Boy Bunnies & Girl Bunnies

I throw produce refuse out into the backyard for the bunnies and the quail.  I’ve named one of them Gomer for reasons I can’t remember.  He’s gotten used to the evening salad bar opening up around 5:30 and waits for me next to the BBQ grill.  And, if he isn’t there, I just shake the bag of cut up veggies a couple of times, call him, and he comes running from his home under the hedge along the back of the house behind ours.

Mom recently took notice of this little evening ritual and she started watching out the dining room window, waiting for the wildlife to show up.  Last night, after I returned from tossing out some lettuce, carrots and celery, she stopped me on my way back into the kitchen.

“Did you throw out the crumbs yet?” she asked.

“Yes, I just did,” I replied as I waggled my bag of cut up produce to emphasize that the deed was done.

“Oh, good, I can look at the rabbits,” she said with a smile as she moved from the loveseat to the Red Menace and motored toward the dining room window.

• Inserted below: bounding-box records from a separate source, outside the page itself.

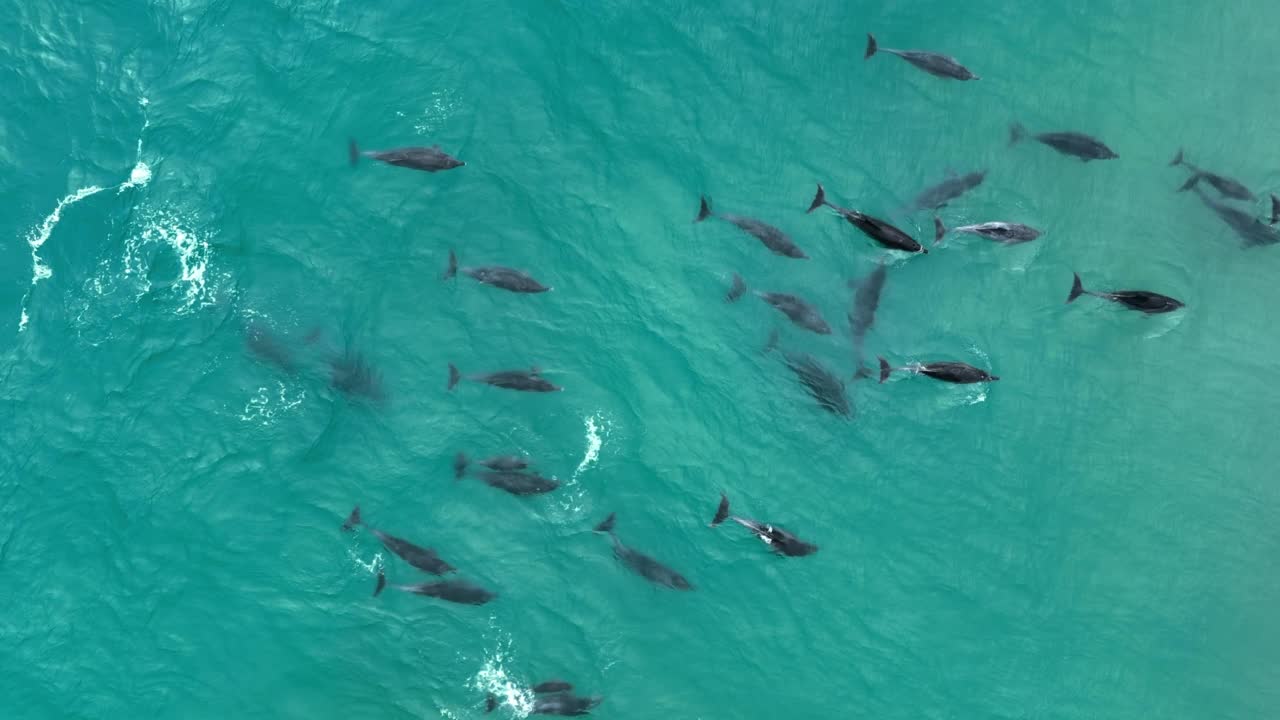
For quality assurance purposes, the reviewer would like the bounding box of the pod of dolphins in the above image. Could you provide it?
[232,29,1280,716]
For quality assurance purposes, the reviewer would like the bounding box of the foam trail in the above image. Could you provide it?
[18,97,151,332]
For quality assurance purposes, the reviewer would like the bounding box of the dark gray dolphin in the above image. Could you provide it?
[1009,123,1120,163]
[449,363,564,392]
[806,183,928,252]
[863,33,978,79]
[849,263,888,379]
[347,140,466,173]
[694,196,809,260]
[342,505,457,575]
[726,273,831,334]
[933,217,1041,245]
[712,493,818,557]
[374,570,498,605]
[1169,147,1257,202]
[595,512,694,591]
[1066,273,1183,315]
[453,452,559,495]
[1196,187,1280,247]
[914,170,987,210]
[444,250,552,293]
[879,357,1000,384]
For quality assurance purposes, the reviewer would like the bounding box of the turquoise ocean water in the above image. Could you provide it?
[0,0,1280,720]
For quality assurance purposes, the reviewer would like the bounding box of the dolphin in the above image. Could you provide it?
[1169,147,1257,202]
[712,493,818,557]
[694,196,809,260]
[726,273,831,334]
[1066,273,1183,315]
[444,250,552,293]
[449,363,564,392]
[342,505,457,575]
[879,357,1000,384]
[914,170,987,210]
[806,183,928,254]
[863,33,979,79]
[347,140,466,173]
[374,570,498,605]
[1009,123,1120,163]
[595,512,694,591]
[933,217,1041,245]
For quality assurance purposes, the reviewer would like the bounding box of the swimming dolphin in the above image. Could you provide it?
[347,140,466,173]
[806,183,928,252]
[712,493,818,557]
[1169,147,1257,202]
[694,196,809,260]
[449,363,564,392]
[849,263,888,379]
[342,505,457,575]
[879,357,1000,384]
[444,250,552,293]
[374,570,498,605]
[1009,123,1120,163]
[863,33,979,79]
[453,452,559,495]
[913,170,987,210]
[933,217,1041,245]
[764,331,854,418]
[727,273,831,334]
[1066,273,1183,315]
[1196,187,1280,247]
[595,512,694,591]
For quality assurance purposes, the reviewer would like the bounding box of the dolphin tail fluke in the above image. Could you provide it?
[694,195,712,223]
[805,182,827,213]
[1009,123,1027,145]
[342,505,360,533]
[724,273,746,302]
[712,493,728,528]
[595,512,618,533]
[1066,273,1084,302]
[760,328,780,355]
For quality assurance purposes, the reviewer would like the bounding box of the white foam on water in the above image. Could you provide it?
[18,97,151,332]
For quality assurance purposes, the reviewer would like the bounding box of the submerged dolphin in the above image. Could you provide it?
[444,250,552,293]
[712,493,818,557]
[1169,147,1257,202]
[595,512,694,591]
[806,183,928,252]
[1009,123,1120,163]
[342,505,457,575]
[449,363,564,392]
[374,570,498,605]
[1066,273,1183,315]
[694,196,809,260]
[347,140,466,173]
[863,33,979,79]
[879,357,1000,384]
[726,273,831,334]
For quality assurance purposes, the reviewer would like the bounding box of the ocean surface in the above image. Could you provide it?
[0,0,1280,720]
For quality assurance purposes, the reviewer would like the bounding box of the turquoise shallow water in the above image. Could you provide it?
[0,0,1280,720]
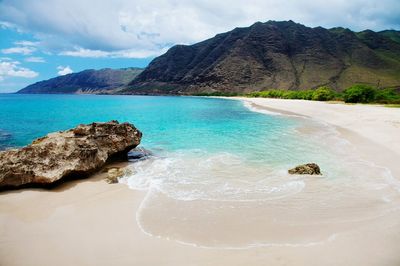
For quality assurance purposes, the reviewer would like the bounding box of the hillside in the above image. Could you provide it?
[123,21,400,94]
[18,68,142,94]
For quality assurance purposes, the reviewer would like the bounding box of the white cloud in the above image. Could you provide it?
[59,47,167,58]
[25,56,46,63]
[0,60,39,80]
[14,41,39,46]
[1,46,36,55]
[0,0,400,57]
[57,66,74,76]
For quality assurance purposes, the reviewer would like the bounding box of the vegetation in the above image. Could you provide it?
[245,84,400,105]
[192,91,241,97]
[343,85,376,103]
[194,84,400,107]
[247,86,336,101]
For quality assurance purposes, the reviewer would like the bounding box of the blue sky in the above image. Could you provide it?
[0,0,400,93]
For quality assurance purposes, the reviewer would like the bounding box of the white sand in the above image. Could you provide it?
[0,99,400,266]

Five minutes later she was back in the living room watching the evening news, so I brought her a selection of frozen meals from which she could choose her dinner.

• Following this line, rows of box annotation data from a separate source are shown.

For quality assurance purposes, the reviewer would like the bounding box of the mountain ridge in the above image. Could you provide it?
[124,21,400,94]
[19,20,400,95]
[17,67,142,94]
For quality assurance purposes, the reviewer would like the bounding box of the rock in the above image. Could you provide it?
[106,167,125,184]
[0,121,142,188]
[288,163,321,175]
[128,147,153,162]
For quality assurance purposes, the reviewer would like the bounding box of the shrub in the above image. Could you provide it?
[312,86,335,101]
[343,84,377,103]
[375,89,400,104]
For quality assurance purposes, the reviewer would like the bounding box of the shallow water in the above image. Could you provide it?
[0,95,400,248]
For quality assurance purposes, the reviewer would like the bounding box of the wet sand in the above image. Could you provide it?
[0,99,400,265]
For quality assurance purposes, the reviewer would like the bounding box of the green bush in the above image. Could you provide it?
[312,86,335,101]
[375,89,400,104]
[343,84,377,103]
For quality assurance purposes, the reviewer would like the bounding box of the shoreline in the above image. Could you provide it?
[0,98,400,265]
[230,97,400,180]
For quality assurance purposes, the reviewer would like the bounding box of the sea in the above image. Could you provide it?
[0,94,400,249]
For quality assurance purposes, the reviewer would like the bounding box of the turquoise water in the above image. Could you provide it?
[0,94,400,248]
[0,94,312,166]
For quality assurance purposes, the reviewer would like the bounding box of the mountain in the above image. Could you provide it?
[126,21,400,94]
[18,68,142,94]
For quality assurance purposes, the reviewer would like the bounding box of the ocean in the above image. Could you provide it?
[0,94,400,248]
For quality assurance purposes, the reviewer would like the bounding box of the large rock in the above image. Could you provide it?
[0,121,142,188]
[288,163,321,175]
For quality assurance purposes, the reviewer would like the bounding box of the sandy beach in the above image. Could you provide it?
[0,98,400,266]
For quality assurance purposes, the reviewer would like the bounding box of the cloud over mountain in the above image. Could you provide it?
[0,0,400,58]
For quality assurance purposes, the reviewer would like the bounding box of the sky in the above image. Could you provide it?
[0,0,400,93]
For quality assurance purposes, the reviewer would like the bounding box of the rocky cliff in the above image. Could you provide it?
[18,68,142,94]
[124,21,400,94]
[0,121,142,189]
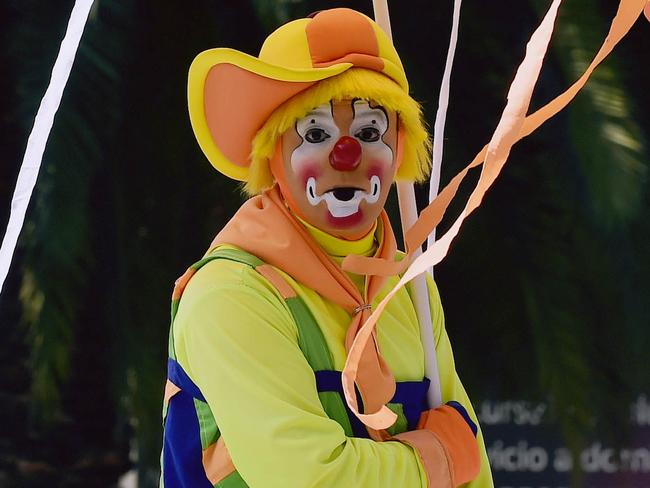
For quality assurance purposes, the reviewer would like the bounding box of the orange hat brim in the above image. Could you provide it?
[188,48,353,181]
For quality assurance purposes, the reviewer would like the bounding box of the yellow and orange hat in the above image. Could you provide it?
[188,8,408,181]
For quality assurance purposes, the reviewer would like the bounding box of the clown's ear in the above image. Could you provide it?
[395,115,406,173]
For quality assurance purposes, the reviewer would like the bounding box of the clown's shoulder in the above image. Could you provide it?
[163,242,492,488]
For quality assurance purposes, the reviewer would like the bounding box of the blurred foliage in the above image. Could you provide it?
[0,0,650,486]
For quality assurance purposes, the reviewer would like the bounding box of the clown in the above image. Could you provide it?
[162,9,492,488]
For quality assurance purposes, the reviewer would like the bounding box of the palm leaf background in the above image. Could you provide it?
[0,0,650,486]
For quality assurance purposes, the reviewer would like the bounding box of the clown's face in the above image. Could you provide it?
[278,100,397,239]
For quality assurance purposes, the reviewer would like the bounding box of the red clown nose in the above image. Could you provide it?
[330,136,361,171]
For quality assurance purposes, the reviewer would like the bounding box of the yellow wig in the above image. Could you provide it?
[244,68,431,195]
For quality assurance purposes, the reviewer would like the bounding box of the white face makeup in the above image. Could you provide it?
[276,99,397,239]
[291,100,393,218]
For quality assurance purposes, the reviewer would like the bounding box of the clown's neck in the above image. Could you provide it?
[294,214,383,290]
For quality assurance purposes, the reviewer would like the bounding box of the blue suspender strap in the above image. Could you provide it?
[167,358,205,402]
[314,371,430,437]
[391,378,431,430]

“Chicken Fried Chicken or Lasagna?” I asked, showing her the appetizing pictures printed on the front of each box.  After mulling over the selections, she finally landed on the lasagna.

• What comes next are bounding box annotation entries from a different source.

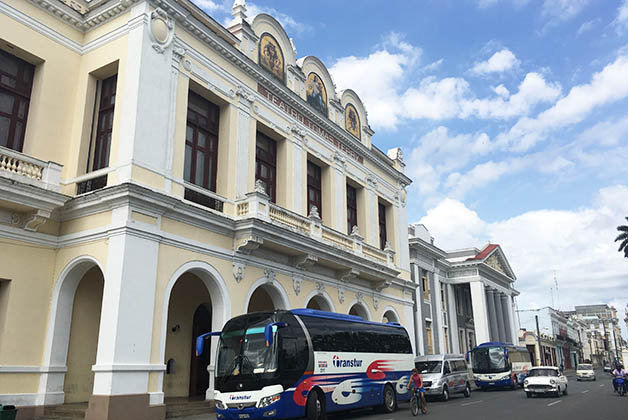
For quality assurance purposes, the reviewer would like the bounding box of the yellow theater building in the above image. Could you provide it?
[0,0,415,420]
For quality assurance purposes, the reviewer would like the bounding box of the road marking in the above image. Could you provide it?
[460,400,484,407]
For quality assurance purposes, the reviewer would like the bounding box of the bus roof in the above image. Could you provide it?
[288,308,403,328]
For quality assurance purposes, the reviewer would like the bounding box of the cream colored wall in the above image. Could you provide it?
[63,267,104,403]
[164,274,210,397]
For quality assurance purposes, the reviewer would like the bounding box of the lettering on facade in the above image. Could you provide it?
[257,84,364,163]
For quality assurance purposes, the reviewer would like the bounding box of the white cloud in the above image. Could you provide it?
[471,48,520,75]
[420,185,628,322]
[497,56,628,151]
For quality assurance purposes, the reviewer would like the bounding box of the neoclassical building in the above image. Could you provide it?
[409,224,519,354]
[0,0,415,419]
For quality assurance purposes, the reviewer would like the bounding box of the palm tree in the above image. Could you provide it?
[615,217,628,258]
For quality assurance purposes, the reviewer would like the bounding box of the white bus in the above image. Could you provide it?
[196,309,414,420]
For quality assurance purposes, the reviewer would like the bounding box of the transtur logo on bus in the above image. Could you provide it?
[332,355,362,367]
[229,395,251,401]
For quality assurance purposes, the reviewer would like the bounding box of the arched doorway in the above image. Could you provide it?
[40,256,105,404]
[382,309,399,323]
[349,303,370,321]
[244,277,290,313]
[164,272,212,398]
[305,294,334,312]
[189,303,212,398]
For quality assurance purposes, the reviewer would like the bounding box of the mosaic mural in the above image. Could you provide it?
[345,104,361,139]
[307,73,327,116]
[259,33,284,82]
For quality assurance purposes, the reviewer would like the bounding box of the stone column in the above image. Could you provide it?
[472,281,491,343]
[500,293,519,345]
[493,291,507,343]
[412,264,425,355]
[447,284,463,353]
[85,207,165,420]
[486,288,499,344]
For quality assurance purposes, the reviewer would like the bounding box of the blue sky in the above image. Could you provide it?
[195,0,628,334]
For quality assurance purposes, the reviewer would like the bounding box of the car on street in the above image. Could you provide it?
[414,354,471,401]
[576,363,595,381]
[523,366,568,398]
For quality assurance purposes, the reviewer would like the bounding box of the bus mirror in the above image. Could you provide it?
[264,322,288,347]
[196,331,220,357]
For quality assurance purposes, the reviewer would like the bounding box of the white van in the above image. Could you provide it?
[414,354,471,401]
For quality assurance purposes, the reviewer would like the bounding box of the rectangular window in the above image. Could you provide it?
[347,184,358,235]
[421,272,430,301]
[183,92,220,192]
[377,203,388,249]
[91,74,118,171]
[425,321,434,354]
[255,132,277,203]
[0,50,35,152]
[307,160,323,218]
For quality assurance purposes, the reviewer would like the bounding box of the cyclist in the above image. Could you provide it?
[407,368,427,413]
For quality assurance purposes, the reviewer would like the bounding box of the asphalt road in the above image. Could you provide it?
[328,371,628,420]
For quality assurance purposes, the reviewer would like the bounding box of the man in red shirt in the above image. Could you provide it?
[408,368,427,413]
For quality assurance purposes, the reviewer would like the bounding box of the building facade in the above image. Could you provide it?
[0,0,412,419]
[409,224,519,354]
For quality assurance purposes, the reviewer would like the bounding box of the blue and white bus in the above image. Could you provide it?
[470,342,532,389]
[196,309,414,420]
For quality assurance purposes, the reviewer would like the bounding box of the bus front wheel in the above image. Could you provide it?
[305,390,325,420]
[382,384,397,413]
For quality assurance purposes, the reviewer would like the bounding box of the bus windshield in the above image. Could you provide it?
[416,360,442,373]
[216,313,278,390]
[471,347,509,373]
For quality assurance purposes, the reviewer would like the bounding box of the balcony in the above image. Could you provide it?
[235,182,399,290]
[0,146,69,231]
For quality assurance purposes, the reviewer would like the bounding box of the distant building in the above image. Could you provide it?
[409,223,519,354]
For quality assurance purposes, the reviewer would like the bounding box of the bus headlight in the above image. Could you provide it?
[257,394,281,408]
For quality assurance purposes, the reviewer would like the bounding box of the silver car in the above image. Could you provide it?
[414,354,471,401]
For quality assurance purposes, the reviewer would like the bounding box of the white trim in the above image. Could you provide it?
[0,365,68,373]
[304,290,336,312]
[242,269,290,314]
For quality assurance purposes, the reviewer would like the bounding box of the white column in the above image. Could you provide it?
[432,273,445,354]
[486,287,499,344]
[232,95,251,199]
[469,281,491,344]
[92,208,158,395]
[507,296,519,343]
[412,264,425,355]
[447,284,460,353]
[493,291,507,342]
[499,293,519,345]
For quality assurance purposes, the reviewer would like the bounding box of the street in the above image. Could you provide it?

As I walked away she asked, “How many are there now?”

I glanced out the dining room window on my way back into the kitchen.  “Four,” I called over my shoulder.  “But no Jacks tonight.”

“Jacks?”

“Jack Rabbits,” I clarified.  “Sometimes there are a couple Jacks eating with the cottontails.”

A minute later, I had just finished prepping her meal and placing it in the microwave, when she called out for me.  Pressing the timer, I walked back into the living room.

“What do you need?” I asked.

“How can you tell the difference?” she asked, cocking her head.

“The difference between what?”

“The rabbits.  How can you tell which ones are boys and which ones are girls?”

I paused for a moment, trying to decipher the hidden logic in her question.  “Because the boys are named Jack?” I speculated.

“Really?” she asked, wide-eyed.

“No, Mom,” I laughed.  “Jack Rabbits are different than the little cotton tails.  They’re bigger.  Bigger ears, bigger legs, bigger tails, bigger everything.”

She pondered that for a second or two before responding, “Well, that’s probably because they’re all boys.”